What’s most troubling, though, is that because the anti-choice movement relies on a grisly political message, it would seem the movement has a political interest in stopping the safest and earliest kinds of abortion. In fact, the kinds of procedures Republicans claim to be the most appalled by also happen to be the abortions their policies are most responsible for. These are hurdles put in place by lawmakers who block Medicaid funding for abortion and put clinics out of business through onerous and arbitrary regulations, such as mandating that clinics have specifically sized hallways.
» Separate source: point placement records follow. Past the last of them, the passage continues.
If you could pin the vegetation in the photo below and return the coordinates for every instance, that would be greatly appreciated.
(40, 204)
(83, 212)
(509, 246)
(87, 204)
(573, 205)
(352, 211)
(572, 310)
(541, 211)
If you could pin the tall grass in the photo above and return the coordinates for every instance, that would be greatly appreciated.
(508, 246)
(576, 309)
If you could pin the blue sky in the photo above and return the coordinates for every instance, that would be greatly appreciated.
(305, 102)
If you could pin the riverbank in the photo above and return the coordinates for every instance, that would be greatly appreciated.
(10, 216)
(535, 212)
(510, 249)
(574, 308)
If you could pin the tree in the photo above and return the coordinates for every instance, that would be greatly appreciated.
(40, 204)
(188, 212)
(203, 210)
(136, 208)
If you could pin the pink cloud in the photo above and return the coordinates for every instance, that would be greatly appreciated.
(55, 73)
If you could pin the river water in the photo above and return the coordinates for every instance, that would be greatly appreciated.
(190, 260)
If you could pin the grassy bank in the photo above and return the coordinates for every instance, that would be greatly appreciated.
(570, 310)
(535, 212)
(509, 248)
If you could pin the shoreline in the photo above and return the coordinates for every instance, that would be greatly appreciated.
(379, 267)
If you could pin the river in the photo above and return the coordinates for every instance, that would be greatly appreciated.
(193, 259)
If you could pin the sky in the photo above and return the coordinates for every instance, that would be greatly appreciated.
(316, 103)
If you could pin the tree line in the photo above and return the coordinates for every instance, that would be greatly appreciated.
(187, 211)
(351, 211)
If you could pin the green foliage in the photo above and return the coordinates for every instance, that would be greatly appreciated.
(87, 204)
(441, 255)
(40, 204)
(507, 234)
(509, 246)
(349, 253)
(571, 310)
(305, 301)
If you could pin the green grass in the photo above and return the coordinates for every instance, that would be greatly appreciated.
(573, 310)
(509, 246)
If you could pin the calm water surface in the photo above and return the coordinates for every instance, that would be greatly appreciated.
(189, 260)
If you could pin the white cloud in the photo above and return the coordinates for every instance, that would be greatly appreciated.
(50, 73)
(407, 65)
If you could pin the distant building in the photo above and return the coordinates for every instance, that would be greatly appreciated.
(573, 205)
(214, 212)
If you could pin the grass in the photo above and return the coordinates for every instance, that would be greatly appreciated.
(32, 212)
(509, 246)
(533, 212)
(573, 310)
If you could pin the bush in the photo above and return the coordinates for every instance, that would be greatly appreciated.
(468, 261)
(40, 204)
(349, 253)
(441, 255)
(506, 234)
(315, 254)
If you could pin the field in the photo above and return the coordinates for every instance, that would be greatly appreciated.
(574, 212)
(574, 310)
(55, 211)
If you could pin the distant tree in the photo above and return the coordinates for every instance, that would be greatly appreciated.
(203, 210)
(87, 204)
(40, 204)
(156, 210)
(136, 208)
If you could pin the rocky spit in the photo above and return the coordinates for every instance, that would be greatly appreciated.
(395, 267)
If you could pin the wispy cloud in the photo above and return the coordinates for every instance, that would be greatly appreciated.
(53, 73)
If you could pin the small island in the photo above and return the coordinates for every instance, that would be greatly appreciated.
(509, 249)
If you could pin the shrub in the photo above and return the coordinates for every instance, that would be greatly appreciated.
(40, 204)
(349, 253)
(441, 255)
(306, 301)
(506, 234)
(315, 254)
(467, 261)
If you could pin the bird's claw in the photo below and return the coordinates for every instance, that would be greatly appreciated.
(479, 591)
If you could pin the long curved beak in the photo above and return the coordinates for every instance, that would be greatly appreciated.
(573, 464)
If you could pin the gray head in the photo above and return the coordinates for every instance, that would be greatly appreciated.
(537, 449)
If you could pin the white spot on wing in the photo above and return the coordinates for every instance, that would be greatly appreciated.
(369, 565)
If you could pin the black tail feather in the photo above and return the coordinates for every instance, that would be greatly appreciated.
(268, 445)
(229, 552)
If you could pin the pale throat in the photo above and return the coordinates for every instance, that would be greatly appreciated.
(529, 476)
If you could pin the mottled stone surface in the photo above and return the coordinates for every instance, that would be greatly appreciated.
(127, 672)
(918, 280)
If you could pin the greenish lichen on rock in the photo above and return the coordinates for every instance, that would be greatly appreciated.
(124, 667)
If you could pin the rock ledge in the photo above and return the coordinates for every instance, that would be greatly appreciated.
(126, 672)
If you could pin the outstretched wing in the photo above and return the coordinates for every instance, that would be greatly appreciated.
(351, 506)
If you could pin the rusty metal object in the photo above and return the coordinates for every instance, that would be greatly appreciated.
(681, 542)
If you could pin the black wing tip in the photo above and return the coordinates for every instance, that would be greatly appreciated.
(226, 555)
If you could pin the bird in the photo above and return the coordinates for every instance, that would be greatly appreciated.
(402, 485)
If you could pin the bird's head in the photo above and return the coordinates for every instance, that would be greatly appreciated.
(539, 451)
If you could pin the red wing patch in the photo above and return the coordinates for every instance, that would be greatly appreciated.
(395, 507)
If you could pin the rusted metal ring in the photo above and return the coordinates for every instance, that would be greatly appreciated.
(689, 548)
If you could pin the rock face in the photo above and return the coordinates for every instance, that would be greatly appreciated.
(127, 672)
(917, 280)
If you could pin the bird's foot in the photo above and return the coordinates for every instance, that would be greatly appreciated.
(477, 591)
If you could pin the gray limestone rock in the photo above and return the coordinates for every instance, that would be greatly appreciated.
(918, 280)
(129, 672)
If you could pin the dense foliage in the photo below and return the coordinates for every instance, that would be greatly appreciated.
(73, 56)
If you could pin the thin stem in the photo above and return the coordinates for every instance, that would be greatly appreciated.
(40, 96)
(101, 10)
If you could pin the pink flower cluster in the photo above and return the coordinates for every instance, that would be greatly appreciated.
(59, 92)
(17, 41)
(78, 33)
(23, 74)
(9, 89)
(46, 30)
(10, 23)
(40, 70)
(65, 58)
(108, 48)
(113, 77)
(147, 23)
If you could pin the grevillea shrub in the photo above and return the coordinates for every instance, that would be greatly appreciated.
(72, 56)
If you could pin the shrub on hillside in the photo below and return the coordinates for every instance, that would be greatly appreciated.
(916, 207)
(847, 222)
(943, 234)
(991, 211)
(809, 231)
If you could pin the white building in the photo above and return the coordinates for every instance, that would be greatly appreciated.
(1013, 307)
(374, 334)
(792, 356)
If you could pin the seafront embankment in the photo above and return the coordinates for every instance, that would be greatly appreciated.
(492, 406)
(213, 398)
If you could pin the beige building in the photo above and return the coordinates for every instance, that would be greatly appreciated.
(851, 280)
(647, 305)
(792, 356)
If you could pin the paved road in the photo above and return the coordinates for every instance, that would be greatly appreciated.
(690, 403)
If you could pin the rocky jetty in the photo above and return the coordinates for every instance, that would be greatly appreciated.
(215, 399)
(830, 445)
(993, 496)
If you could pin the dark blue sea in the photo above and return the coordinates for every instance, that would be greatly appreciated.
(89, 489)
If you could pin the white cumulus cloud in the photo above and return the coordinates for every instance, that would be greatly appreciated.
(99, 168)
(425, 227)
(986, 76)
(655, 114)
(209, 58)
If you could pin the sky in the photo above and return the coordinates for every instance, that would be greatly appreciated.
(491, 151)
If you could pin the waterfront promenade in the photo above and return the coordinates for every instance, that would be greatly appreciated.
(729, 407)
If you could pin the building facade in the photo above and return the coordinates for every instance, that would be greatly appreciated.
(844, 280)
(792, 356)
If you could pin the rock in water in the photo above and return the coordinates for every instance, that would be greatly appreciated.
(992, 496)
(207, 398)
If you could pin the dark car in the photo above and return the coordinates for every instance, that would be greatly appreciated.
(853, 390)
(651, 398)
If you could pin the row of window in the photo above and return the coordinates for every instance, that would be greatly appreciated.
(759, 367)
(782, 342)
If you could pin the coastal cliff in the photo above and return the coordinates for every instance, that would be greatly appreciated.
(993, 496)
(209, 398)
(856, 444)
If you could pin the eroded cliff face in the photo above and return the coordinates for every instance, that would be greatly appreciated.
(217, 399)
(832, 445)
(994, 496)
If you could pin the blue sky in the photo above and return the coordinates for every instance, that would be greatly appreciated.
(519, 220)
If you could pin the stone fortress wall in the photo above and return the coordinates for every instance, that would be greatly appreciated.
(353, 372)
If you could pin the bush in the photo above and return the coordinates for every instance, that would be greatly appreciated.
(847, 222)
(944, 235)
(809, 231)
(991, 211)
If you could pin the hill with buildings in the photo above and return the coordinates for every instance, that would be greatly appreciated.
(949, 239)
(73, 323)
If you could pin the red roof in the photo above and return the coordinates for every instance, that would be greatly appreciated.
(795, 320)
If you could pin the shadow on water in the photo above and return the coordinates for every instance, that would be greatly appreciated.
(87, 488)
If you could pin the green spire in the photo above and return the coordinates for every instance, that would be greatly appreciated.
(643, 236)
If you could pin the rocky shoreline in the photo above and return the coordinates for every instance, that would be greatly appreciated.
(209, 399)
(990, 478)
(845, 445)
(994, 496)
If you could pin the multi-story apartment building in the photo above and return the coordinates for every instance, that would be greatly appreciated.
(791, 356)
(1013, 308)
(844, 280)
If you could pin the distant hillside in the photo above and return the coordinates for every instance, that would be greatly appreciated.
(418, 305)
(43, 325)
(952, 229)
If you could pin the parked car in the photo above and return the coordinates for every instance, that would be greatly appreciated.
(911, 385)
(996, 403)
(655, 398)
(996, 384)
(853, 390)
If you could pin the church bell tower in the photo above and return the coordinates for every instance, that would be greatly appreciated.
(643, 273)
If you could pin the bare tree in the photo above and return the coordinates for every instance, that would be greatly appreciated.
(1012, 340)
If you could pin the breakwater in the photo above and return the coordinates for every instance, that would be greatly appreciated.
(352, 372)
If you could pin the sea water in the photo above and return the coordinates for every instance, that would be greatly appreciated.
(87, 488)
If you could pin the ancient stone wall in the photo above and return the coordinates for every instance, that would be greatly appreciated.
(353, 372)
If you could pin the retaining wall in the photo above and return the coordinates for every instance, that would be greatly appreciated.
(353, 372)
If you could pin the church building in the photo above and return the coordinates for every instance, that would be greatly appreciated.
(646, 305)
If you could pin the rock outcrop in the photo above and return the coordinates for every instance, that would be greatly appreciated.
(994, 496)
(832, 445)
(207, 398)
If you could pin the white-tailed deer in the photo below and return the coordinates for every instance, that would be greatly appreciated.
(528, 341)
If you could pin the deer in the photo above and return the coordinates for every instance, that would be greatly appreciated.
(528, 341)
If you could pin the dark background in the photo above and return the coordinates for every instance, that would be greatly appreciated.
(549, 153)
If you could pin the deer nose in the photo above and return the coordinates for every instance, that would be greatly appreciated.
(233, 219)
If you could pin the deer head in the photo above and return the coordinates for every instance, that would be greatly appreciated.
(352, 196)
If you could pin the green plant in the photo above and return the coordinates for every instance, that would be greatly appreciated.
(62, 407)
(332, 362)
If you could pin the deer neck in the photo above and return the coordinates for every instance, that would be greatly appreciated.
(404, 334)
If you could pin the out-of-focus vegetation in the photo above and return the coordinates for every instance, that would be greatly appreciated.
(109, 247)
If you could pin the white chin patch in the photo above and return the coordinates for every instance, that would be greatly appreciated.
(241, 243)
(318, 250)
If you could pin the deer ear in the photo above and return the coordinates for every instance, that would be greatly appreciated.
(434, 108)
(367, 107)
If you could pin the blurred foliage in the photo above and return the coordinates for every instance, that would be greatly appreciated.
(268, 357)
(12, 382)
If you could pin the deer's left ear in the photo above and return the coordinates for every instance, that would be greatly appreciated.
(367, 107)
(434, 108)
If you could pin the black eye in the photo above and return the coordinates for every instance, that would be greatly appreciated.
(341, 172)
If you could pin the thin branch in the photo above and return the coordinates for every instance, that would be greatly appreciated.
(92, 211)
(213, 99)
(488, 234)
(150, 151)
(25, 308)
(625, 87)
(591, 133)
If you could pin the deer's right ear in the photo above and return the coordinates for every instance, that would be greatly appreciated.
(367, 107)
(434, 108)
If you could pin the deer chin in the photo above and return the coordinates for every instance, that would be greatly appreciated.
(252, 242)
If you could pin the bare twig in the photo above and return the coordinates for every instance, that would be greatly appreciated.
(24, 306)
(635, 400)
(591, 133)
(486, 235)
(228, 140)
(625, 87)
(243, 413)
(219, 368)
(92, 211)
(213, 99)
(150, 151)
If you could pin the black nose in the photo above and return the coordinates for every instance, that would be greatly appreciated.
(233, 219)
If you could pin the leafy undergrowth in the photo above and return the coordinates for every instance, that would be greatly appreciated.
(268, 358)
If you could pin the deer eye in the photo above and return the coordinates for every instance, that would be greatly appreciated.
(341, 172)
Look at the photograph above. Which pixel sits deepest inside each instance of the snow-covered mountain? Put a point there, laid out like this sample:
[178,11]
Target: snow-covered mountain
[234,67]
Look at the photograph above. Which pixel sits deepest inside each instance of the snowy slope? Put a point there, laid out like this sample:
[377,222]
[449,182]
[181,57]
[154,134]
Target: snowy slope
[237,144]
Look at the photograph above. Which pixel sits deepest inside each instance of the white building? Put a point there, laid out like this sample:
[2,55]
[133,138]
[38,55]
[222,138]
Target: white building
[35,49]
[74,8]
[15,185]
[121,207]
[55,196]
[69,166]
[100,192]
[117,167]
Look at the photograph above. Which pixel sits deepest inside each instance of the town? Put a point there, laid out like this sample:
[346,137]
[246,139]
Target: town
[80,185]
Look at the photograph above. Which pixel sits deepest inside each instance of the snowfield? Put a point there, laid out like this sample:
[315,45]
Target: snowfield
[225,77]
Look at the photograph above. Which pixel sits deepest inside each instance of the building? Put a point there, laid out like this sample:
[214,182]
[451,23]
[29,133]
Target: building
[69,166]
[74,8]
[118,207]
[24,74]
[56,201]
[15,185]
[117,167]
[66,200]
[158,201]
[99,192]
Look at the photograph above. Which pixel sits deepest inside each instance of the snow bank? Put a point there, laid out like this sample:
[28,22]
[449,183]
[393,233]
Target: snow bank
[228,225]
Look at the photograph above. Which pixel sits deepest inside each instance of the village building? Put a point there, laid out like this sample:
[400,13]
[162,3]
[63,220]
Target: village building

And according to the Centers for Disease Control and Prevention, the two of the three states with the highest percentage of abortions performed after 15 weeks also happen to have some of the toughest anti-choice laws in the country: Arkansas’s governor signed into law a near-total ban on abortion in March, even in cases of rape and incest; Missouri has only one abortion clinic left in the state.

If conservatives truly wanted to curb later abortions, they wouldn’t make it so incredibly difficult for so many women to get earlier ones. Of course, if their concern were actually about women’s health and safety, they wouldn’t be trying to make abortion illegal at all.

The F.D.A.’s new rule on telemedicine consultations and abortion by mail will soon arm pro-choice organizations with more studies reiterating the safety of medication abortion and show how shipping pills poses no risk to patients. It will also make it that much more difficult for opponents to make specious arguments about unsafe practices.

Exposing this hypocrisy doesn’t come without a risk. If current trends continue, people ending their pregnancies will increasingly do so at home — circumventing the restrictive policies focused on clinics. Without the ability to use science, reason or even scare tactics in their messaging and legislation, Republicans will, as they have in the past, resort to punitive measures. Already, multiple women who have used medication abortion without going through a doctor have been arrested — and in some cases charged.

For women who live far from clinics or who can’t take extended time off work to travel, access to this medication could be the difference between being forced to carry an unwanted pregnancy and making safe choices about their own lives and futures.

That’s why it’s so important that those who care about abortion rights redouble their efforts to make medication abortion permanently legally available by mail.